Phase I/II Dose-Escalation Study of Tositumomab and Iodine I 131 Tositumomab for Relapsed/Refractory Classical or Lymphocyte-Predominant Hodgkin’s Lymphoma: Feasibility and Initial Safety

Objective: CD20 has been recently recognized as a potential immunotherapeutic target in Hodgkin’s lymphoma (HL), being expressed in all malignant cells in lymphocyte-predominant HL (LPHL), a subset of classical HL (cHL), and in normal surrounding B-cells. Recent data also suggest that the cancer stem cell in cHL is phenotypically distinct from Reed-Sternberg cells and expresses B-cell antigens including CD20 (

Methods: Separate dose-escalation studies were performed for patients with and without prior stem cell transplantation, starting at 55 and 75 cGy total body radiation doses (TBD), respectively. Dosimetry imaging studies were performed after administration of 450 mg tositumomab and 5 mCi ¹³¹I-tositumomab. Patients then received a single patient-specific therapeutic dosage of 450 mg tositumomab and ¹³¹I-tositumomab. The TBD was escalated or de-escalated based on a continual reassessment method (CRM).

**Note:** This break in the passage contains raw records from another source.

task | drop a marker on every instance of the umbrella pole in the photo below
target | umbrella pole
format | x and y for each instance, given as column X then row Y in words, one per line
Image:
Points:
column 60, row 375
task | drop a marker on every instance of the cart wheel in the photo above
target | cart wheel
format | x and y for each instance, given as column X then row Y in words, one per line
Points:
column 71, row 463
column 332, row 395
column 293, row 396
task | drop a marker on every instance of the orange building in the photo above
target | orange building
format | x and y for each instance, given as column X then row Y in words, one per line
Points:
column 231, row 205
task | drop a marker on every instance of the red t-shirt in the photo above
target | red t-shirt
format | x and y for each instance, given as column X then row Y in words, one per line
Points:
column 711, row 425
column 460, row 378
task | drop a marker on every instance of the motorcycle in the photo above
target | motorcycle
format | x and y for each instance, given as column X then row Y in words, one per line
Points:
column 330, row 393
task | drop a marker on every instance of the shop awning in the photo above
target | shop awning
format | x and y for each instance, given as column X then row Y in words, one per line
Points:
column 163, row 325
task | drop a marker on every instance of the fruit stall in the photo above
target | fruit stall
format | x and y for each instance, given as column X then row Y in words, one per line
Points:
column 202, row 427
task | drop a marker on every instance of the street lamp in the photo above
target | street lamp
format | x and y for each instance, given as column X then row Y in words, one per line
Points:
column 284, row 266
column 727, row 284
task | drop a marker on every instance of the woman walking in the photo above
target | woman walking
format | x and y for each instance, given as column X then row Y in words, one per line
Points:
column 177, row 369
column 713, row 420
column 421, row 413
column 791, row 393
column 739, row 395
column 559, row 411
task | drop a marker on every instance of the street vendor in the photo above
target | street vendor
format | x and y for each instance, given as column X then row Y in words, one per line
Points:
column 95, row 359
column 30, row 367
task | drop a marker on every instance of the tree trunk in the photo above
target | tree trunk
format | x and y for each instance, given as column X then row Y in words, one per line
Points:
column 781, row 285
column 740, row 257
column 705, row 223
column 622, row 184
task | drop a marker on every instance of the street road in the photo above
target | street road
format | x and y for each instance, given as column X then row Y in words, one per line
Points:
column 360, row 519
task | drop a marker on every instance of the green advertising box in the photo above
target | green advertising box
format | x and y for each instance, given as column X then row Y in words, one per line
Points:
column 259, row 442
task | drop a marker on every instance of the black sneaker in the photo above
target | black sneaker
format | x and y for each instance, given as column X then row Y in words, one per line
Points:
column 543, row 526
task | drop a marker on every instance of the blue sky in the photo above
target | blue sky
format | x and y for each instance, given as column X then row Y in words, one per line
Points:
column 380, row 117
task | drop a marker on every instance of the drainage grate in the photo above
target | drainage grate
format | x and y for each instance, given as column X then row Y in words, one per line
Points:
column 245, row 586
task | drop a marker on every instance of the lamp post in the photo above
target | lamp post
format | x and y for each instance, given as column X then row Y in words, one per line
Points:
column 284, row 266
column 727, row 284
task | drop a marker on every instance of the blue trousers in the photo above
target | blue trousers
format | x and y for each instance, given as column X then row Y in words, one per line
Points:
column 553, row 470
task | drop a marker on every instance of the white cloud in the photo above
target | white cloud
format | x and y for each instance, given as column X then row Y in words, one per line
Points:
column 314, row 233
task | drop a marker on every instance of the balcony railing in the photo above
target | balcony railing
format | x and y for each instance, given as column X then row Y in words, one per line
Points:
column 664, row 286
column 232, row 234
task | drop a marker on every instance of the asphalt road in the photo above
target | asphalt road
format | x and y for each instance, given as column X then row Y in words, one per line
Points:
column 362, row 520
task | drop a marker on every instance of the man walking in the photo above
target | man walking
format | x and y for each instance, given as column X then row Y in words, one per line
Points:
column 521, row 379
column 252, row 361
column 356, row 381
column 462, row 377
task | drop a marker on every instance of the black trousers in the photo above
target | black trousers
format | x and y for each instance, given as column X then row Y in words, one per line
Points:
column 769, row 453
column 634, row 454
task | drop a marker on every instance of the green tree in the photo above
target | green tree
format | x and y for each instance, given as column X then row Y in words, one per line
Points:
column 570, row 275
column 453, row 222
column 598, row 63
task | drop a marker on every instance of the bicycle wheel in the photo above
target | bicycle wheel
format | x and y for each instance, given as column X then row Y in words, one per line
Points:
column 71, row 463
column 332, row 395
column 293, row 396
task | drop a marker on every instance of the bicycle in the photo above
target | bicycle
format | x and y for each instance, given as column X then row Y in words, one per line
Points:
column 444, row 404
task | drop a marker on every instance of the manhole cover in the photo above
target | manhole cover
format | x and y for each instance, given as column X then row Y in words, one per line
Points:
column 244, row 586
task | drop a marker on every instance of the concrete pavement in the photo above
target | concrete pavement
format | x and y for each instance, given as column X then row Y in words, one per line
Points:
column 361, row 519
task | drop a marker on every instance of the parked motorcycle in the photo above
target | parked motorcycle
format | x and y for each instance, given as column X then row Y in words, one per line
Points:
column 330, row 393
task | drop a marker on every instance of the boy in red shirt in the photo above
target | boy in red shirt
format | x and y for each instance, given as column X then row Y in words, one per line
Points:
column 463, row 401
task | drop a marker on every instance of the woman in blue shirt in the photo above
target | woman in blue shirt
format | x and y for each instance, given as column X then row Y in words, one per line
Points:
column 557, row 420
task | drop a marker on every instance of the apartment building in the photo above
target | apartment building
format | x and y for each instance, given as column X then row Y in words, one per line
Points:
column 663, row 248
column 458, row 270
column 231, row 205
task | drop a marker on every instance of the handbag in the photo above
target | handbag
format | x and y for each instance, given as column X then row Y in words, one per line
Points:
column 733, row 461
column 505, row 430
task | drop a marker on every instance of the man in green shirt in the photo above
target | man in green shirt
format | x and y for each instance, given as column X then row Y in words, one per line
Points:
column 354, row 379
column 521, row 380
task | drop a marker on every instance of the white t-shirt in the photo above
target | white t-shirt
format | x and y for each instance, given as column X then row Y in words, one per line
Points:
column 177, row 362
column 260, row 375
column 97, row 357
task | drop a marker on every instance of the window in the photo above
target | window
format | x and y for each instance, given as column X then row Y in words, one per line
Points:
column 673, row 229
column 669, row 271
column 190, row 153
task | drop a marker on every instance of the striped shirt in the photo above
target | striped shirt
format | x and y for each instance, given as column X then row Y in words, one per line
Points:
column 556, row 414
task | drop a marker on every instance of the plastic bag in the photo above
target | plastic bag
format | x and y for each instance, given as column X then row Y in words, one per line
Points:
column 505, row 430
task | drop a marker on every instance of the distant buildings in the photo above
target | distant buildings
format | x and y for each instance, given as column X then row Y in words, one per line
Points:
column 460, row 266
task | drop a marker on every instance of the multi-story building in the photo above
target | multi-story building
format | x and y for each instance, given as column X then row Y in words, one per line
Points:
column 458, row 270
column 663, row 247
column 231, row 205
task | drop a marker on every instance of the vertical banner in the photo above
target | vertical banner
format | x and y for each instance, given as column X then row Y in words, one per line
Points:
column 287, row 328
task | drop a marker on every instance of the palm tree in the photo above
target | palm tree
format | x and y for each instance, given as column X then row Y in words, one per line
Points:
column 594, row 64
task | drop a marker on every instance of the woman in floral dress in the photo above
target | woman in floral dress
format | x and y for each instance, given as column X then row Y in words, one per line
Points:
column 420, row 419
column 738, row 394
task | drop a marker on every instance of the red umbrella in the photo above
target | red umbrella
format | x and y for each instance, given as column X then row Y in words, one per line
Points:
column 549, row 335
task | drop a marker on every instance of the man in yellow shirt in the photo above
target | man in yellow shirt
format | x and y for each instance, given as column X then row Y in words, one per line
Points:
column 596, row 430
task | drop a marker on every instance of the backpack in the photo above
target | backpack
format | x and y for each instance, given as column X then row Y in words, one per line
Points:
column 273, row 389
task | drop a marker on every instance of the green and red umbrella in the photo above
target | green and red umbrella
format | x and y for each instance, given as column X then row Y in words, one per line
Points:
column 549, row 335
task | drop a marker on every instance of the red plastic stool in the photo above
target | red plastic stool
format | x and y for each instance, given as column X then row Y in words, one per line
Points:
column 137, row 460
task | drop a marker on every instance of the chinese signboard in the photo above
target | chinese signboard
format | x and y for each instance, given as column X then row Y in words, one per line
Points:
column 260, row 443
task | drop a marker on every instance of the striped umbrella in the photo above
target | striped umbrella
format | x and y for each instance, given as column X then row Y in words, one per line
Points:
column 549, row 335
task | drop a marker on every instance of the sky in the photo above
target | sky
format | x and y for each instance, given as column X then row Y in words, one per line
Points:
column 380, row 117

Results: Seven patients with relapsed/refractory disease (6 cHL, 1 LPHL; mean age 36 ± 9) have been enrolled. Four patients with cHL were negative for CD20 on malignant Reed-Sternberg cells and two had mixed expression. Three patients who had failed transplant received a 55 cGy TBD of ¹³¹I-tositumomab and three ineligible for transplant received 75 cGy. No dose-limiting toxicities were observed and based on the CRM, the TBD was escalated to 79 cGy for the post-transplant group and to 87 cGy for the no transplant group. To date, one in the next post-transplant cohort received 79 cGy and experienced grade 1 thrombocytopenia and grade 3 lymphopenia with count recovery. No adverse reactions occurred during infusion of unlabeled or radiolabeled tositumomab, and the agent was generally well-tolerated in all dosing cohorts. The expected hematologic adverse events were common and are summarized in the Table. No patients experienced grade 3 or 4 non-hematologic toxicity. One patient had grade 1 or 2 fever, chills, joint and muscle pain suggesting possible human anti-mouse antibody formation and immune complex mediated inflammation. One patient with LPHL had a complete response, two with cHL had stable disease (1 mixed CD20 expression, 1 CD20 negative) and 4 with cHL had progressive disease (1 mixed CD20 expression, 3 CD20 negative) at 12 weeks post-¹³¹I-tositumomab.

Conclusions: Tositumomab and ¹³¹I-tositumomab can be safely administered to patients with relapsed/refractory HL. Major toxicities are hematologic, similar to its effect in patients with non-Hodgkin’s lymphoma. The CRM was used successfully for determining TBD for subsequent cohorts, and the transplant recipients have tolerated higher doses than those previously reported in non-Hodgkin’s lymphoma. These encouraging preliminary data support further dose escalation and suggests some therapeutic effect of tositumomab and ¹³¹I-tositumomab against HL.